Orsomarso (FDI) sulla morte sospetta all’Annunziata di Cosenza

In merito all’ultimo episodio su un caso di “presunta malasanità” all ‘ Ospedale civile dell’Annunziata a Cosenza sulla morte sospetta di una donna di 56 anni, sento il dovere di intervenire prima da cittadino e poi da consigliere regionale.

Ospedale Civile dell'Annunziata
Ospedale Civile dell’Annunziata

Esprimo la mia vicinanza alla famiglia della donna e in particolare al marito che, in seguito all’accaduto ha presentato formale denuncia alla Polizia di stato.

Non entro in merito alle questioni giudiziarie che faranno il loro corso, ma credo che di fronte alla morte di una giovane donna sia doveroso fare chiarezza e capire se ci siano e di chi siano le responsabilità.

Non si può morire in una struttura sanitaria, luogo che dovrebbe garantire cura e sicurezza, assistenza e professionalità.

Sull’accaduto, sono certo ci saranno spiegazioni plausibili ma sono necessari interventi immediati per garantire un sistema di emergenza efficiente anche attraverso un incremento dei servizi.

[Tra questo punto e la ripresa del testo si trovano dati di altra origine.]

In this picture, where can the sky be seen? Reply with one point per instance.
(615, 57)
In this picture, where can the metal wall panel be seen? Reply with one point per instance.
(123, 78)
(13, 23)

Il settore dell’assistenza socio-sanitaria in Calabria versa in una condizione critica, come ieri ha denunciato la parlamentare di Fratelli d’Italia Wanda

Ferro, e il rischio di chiusura dei centri di assistenza si fa sempre più alto.

Bisogna intervenire tempestivamente e concretamente affinché anche nella nostra Regione i cittadini possano beneficiare di un diritto assoluto e non relativo: la salute.